Sales for De La Rue for the first half of 2021/22 increased by 0.9% to £179.2 million, compared with the first half of 2020/21, according to its recently published interim results. Adjusted operating profit increased by 13.4% to £17.4 million.

For the Currency Division, which contributes nearly three quarters of revenue, sales were up by 5.3% to £132.7 million. Operating profit more than doubled to £5.7 million.

Increasing and ongoing global demand for cash as central banks seek to increase stock levels during the pandemic has benefited the company, which has stated that it expects banknote capacity utilisation to be at 100% for the second half of the year.

The growth in polymer banknotes was 90% in the first half. For the full year, the company is projecting polymer production volumes to grow by 70%, with further increases in 2022/23.

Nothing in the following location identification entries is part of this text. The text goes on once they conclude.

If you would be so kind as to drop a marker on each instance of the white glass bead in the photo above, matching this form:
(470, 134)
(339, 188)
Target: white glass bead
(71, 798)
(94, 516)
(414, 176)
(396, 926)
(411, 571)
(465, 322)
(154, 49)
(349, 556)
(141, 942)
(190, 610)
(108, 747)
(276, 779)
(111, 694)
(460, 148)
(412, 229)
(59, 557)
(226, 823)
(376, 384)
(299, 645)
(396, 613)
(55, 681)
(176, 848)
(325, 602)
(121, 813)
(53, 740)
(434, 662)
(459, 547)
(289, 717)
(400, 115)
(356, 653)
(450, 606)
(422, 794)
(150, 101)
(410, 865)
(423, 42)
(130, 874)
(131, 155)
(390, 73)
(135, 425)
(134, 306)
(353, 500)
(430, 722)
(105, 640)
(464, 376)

The company’s cost out programme, first announced as part of its Turnaround Plan in February 2020, has been substantially completed, and will result in an additional £7 million in savings in 2021/22.

De La Rue’s goals for the Currency Division include converting the world to polymer and being the market leader, investing R&D in polymer (a second line is under construction and will be operational in the second half) and continuing to roll out new security features. It will also be focusing on the upgrade of its printing facility in Malta, which will be achieved without exceeding the original turnaround investment of £79.8 million.

Commenting on the results, CEO Clive Vacher said: ‘our first half results have shown substantial improvement in the Group’s financial and operational performance. We continue to make progress in executing our Turnaround Plan, which is delivering both operating improvements and cost reductions.’ He added that ‘trading for FY 2021/22 to date continuing to be positive, the outlook for revenue, adjusted operating profit and net debt for the full year remain in line with the Board’s expectations’.